We performed an inactivation on the enzyme plus PMFB, and we also set up a dummy inactivation experiment using methylphosphonic acid, which was chosen because it is inert but would mimic the acidic properties of PMFB.  In both cases Bis Tris buffer was present and two equivalents of triethylamine were also present.  The concentration of PMFB is much larger than the concentration of enzyme.  We did the experiment in two ways, half the time following the inactivation reaction with a reaction with iodoacetamide, and half the time not doing the iodoacetamide step.  The iodoacetamide should react with any cysteine residue that was not previously alkylated with PMFB.

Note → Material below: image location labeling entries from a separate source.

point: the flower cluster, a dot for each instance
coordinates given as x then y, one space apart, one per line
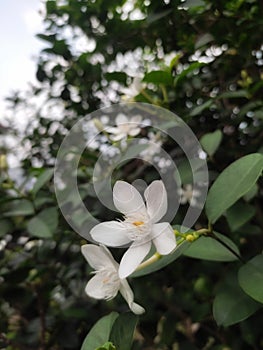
139 229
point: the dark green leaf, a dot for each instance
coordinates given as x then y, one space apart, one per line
250 278
20 207
231 304
107 346
211 141
199 109
5 227
123 331
100 332
236 180
239 214
163 261
234 94
208 248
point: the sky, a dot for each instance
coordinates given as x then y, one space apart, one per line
19 23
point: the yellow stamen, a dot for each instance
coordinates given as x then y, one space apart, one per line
138 223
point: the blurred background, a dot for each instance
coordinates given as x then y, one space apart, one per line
64 59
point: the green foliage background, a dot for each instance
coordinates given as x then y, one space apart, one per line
213 81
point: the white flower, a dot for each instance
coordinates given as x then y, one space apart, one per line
189 195
125 127
139 226
106 283
133 90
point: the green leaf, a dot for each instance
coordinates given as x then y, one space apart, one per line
231 304
123 330
234 94
107 346
211 141
153 17
5 227
236 180
239 214
163 261
158 77
250 278
203 40
44 224
20 207
100 332
251 193
42 180
208 248
116 76
199 109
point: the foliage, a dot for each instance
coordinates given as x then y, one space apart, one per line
201 60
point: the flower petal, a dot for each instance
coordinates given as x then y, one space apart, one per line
127 294
121 119
156 200
127 199
110 233
163 238
134 131
133 257
98 257
96 289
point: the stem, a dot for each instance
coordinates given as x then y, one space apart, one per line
155 257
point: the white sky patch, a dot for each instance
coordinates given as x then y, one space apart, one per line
32 20
19 22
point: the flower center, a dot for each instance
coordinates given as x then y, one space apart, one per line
110 282
138 226
138 223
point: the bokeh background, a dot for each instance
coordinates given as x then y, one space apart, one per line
200 59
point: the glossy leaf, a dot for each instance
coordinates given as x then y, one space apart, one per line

In one of our initial attempts to perform mass spectrometry on the peptides produced by digestion with trypsin, we saw a shift of 228 mass units (relative to what a cysteine residue would produce) when we came to the portion of the sequence in the peptide where cysteine or modified cysteine should be.  Our modification should produce a shift of approximately 94 mass units.  We checked a mass of 228 against a list of common protein modifications, but we did not find much of anything that looked realistic.  On the other hand, if there were a nucleophilic displacement of one of the fluoride atoms on PMFB (vertical arrow in diagram), this would produce a different intermediate.  Subsequent hydrolysis would produce a modification with a shift of +228 mass units, relative to cysteine.  My question is how plausible is a nucleophilic aromatic substitution reaction on the pentafluorinated, sulfonated ring?

We have also worked with a related reagent, phosphonomethyl trifluoromethansulfonate (PMT).  When PMT reacts with free cysteine or with a cysteine residue within a protein, the trifluoromethanesulfonate group leaves, producing the desired modification of cysteine to phosphonomethylcysteine.  PMT also inactivates our enzyme, but phosphonomethyl trifloroethanesulfonate does not.